Looking at ways to coax female coaches to the elite level has won a Griffith University student a Sports Management Association of Australia and New Zealand (SMAANZ) bursary.
Bachelor of Sports Management (Honours) student, Jeff Greenhill has been exploring career pathways for female coaches and why improvement strategies haven’t worked.
Mr Greenhill is also a scholar with the Queensland Academy of Sport (QAS) Centre of Excellence for Applied Sport Science Research (CoE).
He said success of organised sport was heavily dependent on the availability of coaches, yet the number of coaches in Australia was declining and there was a shortage of female coaches.
“A common assumption is the proportion of female coaches is relatively equal to the proportion of female participants in sport, however for many sports this is not the case,” Mr Greenhill said.
“The low numbers of female coaches, especially at the elite levels of sport is alarming.
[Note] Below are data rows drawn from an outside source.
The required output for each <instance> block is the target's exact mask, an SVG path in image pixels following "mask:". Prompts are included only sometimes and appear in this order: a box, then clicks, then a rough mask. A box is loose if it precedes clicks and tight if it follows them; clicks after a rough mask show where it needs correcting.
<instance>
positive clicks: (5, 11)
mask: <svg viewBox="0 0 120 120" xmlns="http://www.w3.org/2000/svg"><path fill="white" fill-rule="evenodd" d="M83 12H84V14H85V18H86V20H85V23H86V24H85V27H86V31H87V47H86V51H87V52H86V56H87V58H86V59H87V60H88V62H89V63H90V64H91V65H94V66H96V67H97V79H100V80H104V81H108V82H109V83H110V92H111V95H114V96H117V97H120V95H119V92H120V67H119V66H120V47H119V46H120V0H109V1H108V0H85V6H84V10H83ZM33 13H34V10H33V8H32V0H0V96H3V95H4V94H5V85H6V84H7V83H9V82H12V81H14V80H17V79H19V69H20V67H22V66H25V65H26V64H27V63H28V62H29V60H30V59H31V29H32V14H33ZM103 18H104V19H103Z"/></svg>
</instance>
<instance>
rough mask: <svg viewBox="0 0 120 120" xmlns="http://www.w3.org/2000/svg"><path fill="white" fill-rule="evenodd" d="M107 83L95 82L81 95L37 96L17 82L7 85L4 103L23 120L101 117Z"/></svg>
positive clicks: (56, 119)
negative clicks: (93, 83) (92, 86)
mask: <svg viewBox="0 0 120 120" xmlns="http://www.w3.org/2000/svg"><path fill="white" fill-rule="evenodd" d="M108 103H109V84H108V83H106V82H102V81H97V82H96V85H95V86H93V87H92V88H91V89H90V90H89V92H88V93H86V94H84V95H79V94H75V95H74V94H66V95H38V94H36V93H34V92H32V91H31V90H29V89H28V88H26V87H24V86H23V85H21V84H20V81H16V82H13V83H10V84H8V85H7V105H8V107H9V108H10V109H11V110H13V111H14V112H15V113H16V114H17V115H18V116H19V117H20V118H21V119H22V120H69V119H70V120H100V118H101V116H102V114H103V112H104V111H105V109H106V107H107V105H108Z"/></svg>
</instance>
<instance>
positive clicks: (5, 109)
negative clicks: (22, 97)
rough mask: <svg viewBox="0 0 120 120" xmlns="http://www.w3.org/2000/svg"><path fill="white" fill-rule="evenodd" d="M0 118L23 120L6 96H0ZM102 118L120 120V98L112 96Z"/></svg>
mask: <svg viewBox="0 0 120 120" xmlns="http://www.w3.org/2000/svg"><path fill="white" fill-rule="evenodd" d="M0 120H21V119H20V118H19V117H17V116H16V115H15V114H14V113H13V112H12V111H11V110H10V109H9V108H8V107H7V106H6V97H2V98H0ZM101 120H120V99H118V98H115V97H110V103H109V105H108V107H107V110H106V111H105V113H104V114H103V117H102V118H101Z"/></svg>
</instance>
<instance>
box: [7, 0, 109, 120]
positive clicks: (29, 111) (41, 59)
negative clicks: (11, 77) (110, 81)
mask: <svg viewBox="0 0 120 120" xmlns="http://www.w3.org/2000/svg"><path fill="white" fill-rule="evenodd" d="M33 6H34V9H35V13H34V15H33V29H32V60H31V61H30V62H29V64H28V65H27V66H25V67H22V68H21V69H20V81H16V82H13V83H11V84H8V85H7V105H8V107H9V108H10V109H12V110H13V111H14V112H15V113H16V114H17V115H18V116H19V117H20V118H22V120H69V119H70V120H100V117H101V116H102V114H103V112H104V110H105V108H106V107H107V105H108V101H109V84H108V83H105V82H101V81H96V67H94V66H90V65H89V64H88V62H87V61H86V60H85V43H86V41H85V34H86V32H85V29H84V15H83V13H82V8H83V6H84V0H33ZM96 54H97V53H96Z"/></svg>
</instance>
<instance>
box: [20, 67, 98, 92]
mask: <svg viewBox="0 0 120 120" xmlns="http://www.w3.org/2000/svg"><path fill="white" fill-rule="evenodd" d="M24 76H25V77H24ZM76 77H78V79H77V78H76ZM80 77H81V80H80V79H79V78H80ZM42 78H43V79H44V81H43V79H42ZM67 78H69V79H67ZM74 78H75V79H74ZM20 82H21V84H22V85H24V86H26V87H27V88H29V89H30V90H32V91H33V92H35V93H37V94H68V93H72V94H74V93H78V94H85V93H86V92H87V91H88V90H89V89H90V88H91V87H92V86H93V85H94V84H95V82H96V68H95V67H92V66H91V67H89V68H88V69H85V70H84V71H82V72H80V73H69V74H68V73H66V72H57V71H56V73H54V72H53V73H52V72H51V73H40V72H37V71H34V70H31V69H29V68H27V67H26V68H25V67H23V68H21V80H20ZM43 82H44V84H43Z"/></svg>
“The concern is not only equal opportunity for women, but also on the availability of appropriate role models for younger females.”
Mr Greenhill said his research revealed a number of organisational strategies appeared to have a negative affect on females in the sport environment.
“My recommendations focus on coaching recruitment and retention procedures as well as further developing the promotion of female coach development programs to coaches and administrators,” Mr Greenhill said.
Mr Greenhill will present his research findings to the Queensland Academy of Sport and Queensland Sport Organisations with recommendations that seek to influence organisational practices so they better consider career pathways for female coaches.
As part of the bursary Mr Greenhill also presented his findings at the recent 13th Annual SMAANZ Conference in Auckland, New Zealand.
The bursary included free SMAANZ membership, $1,000 towards conference expenses to present his research and $500.